Ore from the underground mines will almost double to around 4 million tonnes in fiscal 2026 from 2 million this year.
US$1B expansion
Last June, Northern Star announced a A$1.5 billion (US$1 billion) plant expansion, which would take throughput from 13 million tonnes per year to 27 million tonnes annually.
The three-year build kicked off about a year ago with A$348 million, or 23%, of the budget being spent in fiscal 2024. The company has budgeted A$500-530 million for this fiscal year. And a new plant is being built alongside the existing facility to minimize disruptions to production.
Using a gold price of A$3,500 (US$2,300) an oz., the project has a post-tax internal rate of return of 26% and a payback period of 3.3 years.
Following a two-year ramp-up period, KCGM’s production will increase to 900,000 oz. per year at all-in sustaining costs of A$1,425 per oz.
To feed the expansion, underground ore will reach 6 million tonnes per year by fiscal 2029, while Northern Star will draw down on KCGM’s huge stockpile of 137 million tonnes at 0.7 gram gold per tonne.
‘Golden Mile’
Kalgoorlie’s “Golden Mile” was discovered by Irish prospector Paddy Hannan in June 1893, sparking a gold rush that continues today.
According to Western Australian archives, more than 1,000 men were prospecting on the Golden Mile within a week of Hannan’s discovery. The main street of Kalgoorlie, 600km east of Perth, is named after Hannan and there is a statue in his honour.
By 1903, there were 49 mines, 100 headframes and more than 3,000 km of underground workings on the Golden Mile, and mining continued through the 20th century.
KCGM was formed in 1989 by combining the entire area into one entity and was operated by Normandy Mining and Homestake Mining Company, which were acquired by Newmont and Barrick, respectively, in the early 2000s.
The Golden Mile has produced more than 65 million oz. of gold since the lease was first pegged. The Super Pit itself is one of the world’s largest open pit mines, measuring 3.5 km long and 1.5 km wide, and can be seen from space.
New owners
Northern Star’s aggressive commitment to exploration has boosted resources by 66% since acquisition to 32 million oz. of gold and reserves by 36% to 13 million oz., a mine life of more than 20 years.
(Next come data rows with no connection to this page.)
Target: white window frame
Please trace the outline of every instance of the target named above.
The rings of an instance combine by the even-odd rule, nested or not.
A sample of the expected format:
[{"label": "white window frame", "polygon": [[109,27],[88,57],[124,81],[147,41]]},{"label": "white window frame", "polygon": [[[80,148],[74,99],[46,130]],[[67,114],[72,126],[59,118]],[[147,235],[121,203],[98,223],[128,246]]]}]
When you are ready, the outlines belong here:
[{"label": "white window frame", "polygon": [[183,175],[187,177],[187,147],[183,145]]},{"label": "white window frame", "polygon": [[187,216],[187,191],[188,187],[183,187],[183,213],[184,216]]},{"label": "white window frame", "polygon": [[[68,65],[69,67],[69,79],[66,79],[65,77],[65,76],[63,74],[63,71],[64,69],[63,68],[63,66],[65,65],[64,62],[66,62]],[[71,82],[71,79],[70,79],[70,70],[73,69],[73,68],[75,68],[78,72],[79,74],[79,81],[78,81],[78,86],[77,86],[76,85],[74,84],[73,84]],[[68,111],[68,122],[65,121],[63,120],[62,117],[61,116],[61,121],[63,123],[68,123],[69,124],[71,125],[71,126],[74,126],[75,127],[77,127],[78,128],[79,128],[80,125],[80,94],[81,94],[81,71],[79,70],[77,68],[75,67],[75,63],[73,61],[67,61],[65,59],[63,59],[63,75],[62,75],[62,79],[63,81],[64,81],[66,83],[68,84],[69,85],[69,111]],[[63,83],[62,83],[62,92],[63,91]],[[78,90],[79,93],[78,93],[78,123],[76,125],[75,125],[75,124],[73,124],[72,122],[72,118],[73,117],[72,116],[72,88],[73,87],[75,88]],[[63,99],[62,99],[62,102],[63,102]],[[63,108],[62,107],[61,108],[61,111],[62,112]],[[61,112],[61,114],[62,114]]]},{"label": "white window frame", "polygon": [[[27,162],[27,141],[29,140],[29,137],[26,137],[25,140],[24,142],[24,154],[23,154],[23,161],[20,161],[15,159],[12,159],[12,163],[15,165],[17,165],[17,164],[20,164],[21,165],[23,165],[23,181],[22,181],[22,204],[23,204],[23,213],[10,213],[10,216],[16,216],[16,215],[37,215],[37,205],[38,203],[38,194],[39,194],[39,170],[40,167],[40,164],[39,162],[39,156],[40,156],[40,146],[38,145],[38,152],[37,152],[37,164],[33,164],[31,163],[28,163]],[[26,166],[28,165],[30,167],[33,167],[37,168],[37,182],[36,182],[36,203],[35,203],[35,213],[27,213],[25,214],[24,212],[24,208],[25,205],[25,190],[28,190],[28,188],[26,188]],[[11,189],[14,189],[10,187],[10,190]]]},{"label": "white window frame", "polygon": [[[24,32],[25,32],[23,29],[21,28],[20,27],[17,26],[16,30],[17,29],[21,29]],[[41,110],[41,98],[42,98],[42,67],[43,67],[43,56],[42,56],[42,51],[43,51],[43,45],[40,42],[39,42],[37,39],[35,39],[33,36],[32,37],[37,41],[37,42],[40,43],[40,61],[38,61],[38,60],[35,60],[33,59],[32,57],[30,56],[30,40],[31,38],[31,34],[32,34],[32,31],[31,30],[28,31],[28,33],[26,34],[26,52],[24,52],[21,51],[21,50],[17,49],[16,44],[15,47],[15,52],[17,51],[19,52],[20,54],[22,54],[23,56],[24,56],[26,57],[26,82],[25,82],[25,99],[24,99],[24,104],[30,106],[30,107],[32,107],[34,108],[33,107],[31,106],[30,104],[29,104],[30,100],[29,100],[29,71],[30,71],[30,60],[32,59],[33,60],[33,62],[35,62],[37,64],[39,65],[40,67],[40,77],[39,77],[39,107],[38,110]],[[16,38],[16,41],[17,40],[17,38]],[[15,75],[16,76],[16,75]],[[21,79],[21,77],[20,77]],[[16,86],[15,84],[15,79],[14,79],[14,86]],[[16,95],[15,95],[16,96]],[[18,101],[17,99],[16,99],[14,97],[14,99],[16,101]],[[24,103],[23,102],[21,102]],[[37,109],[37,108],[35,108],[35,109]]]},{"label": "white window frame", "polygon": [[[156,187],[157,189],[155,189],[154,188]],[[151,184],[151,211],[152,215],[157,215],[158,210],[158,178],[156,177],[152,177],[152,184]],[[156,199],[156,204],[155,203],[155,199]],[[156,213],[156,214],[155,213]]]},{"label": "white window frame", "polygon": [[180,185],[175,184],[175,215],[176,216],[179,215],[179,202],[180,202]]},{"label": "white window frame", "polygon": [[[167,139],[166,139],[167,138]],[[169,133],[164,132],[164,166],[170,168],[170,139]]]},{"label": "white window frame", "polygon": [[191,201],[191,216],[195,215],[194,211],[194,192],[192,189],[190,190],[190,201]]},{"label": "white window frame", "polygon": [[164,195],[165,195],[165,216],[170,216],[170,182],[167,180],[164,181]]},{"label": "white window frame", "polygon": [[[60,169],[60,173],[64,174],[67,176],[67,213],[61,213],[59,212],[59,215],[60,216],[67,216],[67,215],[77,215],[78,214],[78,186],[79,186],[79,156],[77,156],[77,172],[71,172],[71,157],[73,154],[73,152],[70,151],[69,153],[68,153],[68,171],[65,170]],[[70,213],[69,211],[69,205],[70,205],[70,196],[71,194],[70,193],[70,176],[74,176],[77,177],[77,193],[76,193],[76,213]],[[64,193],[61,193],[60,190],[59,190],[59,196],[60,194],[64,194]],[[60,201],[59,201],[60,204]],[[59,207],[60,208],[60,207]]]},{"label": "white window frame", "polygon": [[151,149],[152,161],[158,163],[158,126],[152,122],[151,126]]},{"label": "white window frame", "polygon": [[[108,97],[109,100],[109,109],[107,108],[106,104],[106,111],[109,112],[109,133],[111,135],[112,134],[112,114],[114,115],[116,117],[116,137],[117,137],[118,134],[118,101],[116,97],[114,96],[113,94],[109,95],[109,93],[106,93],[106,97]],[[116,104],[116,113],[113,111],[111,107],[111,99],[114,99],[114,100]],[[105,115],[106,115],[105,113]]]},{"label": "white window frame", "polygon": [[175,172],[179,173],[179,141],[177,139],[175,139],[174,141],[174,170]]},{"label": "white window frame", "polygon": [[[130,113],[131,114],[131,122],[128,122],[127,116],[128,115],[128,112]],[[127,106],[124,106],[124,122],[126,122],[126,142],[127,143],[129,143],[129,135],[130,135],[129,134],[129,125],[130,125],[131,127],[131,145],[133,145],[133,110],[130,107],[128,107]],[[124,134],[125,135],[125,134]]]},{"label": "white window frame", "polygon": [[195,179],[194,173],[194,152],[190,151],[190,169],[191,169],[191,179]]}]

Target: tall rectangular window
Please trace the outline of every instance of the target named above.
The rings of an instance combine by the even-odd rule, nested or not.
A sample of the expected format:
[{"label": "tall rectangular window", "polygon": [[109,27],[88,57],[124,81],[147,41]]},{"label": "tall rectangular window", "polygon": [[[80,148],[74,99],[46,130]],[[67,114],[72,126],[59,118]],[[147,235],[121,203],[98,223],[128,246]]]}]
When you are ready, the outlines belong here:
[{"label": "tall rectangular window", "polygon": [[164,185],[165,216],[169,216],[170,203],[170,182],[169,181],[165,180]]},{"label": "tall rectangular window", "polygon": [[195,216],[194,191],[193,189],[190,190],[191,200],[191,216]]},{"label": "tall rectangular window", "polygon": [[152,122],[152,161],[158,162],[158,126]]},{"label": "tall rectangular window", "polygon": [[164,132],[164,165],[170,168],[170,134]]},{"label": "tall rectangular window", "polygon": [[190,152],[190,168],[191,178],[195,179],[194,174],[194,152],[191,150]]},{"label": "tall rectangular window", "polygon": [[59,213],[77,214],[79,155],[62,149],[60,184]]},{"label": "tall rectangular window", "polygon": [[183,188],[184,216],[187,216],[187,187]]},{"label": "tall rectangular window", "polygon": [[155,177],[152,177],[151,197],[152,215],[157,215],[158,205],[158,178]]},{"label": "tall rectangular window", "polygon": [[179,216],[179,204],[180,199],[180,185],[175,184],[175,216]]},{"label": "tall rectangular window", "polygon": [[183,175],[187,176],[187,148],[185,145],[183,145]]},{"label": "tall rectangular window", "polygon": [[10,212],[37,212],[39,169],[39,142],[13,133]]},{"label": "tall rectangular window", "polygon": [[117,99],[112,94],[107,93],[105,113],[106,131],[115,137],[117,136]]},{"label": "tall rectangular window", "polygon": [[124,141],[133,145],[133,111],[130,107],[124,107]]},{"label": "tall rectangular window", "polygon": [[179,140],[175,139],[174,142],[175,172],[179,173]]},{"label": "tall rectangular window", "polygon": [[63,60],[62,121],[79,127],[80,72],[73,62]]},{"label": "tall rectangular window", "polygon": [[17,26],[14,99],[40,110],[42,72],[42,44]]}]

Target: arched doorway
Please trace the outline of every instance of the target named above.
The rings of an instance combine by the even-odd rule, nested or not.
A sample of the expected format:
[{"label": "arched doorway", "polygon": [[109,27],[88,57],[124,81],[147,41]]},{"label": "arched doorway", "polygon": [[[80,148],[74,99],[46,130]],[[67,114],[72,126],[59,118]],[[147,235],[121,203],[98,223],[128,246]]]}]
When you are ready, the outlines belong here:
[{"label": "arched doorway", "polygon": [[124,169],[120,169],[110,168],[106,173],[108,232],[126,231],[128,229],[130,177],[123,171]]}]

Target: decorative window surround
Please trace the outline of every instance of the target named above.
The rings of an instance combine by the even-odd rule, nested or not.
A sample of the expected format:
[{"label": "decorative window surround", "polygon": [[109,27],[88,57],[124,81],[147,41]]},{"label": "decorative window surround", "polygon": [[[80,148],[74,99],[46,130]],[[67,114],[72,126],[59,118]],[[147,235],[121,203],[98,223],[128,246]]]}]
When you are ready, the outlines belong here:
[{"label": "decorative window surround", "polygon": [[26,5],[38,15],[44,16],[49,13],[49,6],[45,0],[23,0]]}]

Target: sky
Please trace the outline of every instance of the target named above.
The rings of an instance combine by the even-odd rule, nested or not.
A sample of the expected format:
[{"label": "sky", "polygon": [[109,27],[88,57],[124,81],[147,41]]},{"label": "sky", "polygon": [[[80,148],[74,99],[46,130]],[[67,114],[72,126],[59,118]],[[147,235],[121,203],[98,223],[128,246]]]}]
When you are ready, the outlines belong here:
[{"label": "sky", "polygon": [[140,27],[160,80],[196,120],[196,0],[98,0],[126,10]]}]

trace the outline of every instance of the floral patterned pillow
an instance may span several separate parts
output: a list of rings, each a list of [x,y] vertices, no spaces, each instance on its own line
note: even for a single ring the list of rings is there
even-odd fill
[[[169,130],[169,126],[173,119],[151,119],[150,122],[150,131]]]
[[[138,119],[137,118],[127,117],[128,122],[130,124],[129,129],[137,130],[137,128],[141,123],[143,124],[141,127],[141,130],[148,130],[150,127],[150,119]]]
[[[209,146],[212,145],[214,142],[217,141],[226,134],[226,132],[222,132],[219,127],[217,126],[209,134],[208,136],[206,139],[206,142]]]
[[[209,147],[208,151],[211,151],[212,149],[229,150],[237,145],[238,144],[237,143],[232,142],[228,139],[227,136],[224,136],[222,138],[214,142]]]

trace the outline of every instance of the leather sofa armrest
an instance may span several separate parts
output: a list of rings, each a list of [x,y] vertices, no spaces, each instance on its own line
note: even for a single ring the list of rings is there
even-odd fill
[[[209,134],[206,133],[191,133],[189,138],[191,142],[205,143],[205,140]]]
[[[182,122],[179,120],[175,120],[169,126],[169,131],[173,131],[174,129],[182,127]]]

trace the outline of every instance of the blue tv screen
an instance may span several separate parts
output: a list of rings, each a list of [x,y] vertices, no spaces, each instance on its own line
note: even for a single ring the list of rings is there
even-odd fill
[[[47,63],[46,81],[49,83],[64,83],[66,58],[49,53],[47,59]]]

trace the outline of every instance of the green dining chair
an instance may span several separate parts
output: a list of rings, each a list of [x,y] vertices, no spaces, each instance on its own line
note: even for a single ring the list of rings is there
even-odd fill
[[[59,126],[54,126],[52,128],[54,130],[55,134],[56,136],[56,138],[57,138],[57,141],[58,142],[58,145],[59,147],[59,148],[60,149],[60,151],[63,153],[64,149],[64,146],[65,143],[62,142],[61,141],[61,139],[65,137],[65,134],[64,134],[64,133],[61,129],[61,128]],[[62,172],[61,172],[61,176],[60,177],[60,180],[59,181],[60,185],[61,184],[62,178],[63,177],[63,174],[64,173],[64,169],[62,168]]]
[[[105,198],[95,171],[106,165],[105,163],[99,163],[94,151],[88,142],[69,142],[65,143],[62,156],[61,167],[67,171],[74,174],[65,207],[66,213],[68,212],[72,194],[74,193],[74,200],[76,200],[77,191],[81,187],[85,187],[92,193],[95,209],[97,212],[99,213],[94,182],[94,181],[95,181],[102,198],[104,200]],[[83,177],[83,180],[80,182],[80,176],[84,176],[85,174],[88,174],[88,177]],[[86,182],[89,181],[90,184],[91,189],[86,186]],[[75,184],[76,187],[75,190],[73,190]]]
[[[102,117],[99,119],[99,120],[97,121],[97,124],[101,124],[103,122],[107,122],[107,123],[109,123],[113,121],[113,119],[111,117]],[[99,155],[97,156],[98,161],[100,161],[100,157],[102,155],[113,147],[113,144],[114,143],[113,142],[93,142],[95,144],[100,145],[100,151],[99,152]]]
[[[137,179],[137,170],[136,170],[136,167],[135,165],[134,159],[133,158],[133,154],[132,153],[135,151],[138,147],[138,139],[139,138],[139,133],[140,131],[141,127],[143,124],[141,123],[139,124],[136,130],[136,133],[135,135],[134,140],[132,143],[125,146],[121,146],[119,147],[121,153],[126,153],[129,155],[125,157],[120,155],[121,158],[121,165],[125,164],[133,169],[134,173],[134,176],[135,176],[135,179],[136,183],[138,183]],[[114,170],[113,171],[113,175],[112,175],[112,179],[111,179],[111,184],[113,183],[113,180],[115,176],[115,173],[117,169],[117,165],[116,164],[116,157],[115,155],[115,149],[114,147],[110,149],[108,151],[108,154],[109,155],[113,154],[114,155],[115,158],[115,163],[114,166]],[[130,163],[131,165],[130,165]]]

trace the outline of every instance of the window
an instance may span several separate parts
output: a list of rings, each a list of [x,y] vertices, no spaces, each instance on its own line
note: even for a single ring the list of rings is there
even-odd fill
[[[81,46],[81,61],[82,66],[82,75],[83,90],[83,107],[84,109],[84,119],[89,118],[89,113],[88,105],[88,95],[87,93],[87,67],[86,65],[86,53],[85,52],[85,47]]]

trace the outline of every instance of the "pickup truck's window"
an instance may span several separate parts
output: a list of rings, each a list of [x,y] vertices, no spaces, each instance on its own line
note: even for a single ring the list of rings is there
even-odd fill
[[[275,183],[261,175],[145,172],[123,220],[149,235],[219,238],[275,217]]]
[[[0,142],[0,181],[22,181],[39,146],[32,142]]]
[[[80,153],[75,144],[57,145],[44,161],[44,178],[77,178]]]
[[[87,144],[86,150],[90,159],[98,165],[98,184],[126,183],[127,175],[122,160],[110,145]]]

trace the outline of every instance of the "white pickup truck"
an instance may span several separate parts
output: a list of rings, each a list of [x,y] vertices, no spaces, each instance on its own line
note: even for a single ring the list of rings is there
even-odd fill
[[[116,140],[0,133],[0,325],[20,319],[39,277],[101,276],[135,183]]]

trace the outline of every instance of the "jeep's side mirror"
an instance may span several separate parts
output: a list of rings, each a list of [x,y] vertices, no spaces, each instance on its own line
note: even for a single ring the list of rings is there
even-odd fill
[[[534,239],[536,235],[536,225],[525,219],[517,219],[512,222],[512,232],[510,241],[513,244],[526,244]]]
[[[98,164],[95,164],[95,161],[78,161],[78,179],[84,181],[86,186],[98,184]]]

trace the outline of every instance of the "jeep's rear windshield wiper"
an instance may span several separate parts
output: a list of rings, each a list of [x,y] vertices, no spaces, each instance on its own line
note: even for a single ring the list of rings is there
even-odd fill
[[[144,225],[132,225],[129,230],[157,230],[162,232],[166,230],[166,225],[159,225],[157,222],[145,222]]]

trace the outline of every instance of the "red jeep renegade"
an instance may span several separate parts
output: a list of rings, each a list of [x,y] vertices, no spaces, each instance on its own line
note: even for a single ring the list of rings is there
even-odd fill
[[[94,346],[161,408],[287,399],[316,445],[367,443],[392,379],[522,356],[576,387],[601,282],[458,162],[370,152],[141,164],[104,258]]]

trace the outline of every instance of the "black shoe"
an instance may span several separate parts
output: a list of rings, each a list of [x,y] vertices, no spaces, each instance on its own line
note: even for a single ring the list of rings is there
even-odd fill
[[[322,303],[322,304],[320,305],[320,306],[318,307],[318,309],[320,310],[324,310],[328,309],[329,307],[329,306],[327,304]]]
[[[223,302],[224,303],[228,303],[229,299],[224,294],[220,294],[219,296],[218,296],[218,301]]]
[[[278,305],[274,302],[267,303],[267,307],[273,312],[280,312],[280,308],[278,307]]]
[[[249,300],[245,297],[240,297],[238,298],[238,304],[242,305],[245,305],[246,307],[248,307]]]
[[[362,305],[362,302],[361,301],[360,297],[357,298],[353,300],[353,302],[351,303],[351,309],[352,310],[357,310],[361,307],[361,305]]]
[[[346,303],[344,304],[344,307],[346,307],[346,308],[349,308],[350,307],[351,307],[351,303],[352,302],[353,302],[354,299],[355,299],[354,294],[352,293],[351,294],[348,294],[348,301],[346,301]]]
While KCGM already had one underground mine, Mt Charlotte, Northern Star has focused on the asset’s underground potential. Included in the inventory figure is 10 million oz. of underground resources and 2 million oz. of reserves.
Tonkin said underground mineralization remained open in all directions.
“We know [mineralization extends] kilometres to the south, kilometres to the north, 2 km at depth – the geology continues, so that’s what we get excited about,” he said.
Riding high
Gold is trading at a record high, but even in the event of a slump in the gold price, Tonkin said the expansion at KCGM would continue as it would lower unit costs.
“I think when you’re looking at comparing this to anything around the world, we’ve got a very, very, very special system with a century of history,” he said. “And we’ve given it a red-hot crack in essentially investing in it to get those returns.
“It will survive the cycles. This asset will underpin the city, but it will also survive the cycles.”
Northern Star this month reported record cash earnings of A$1.8 billion and a net profit after tax of A$639 million for fiscal 2024. That’s on production of 1.6 million oz. of gold at AISC of A$1,853 per oz. from its assets in WA and Pogo in Alaska.
The company declared a dividend of A25c per share and extended its A$300 million share buy-back for a further 12 months.
Northern Star was in a net cash position of A$358 million as of June 30 and will continue to fund the KCGM expansion from internal cash flow.
“We are in front of a multi-decade asset here from a pit and underground potential, as well as the other assets that are complemented in the portfolio,” Tonkin said. “Our confidence on this significant system is here and every year we’ve moved forward, we’ve just got more and more confidence, reaffirming why we got here in the first place.”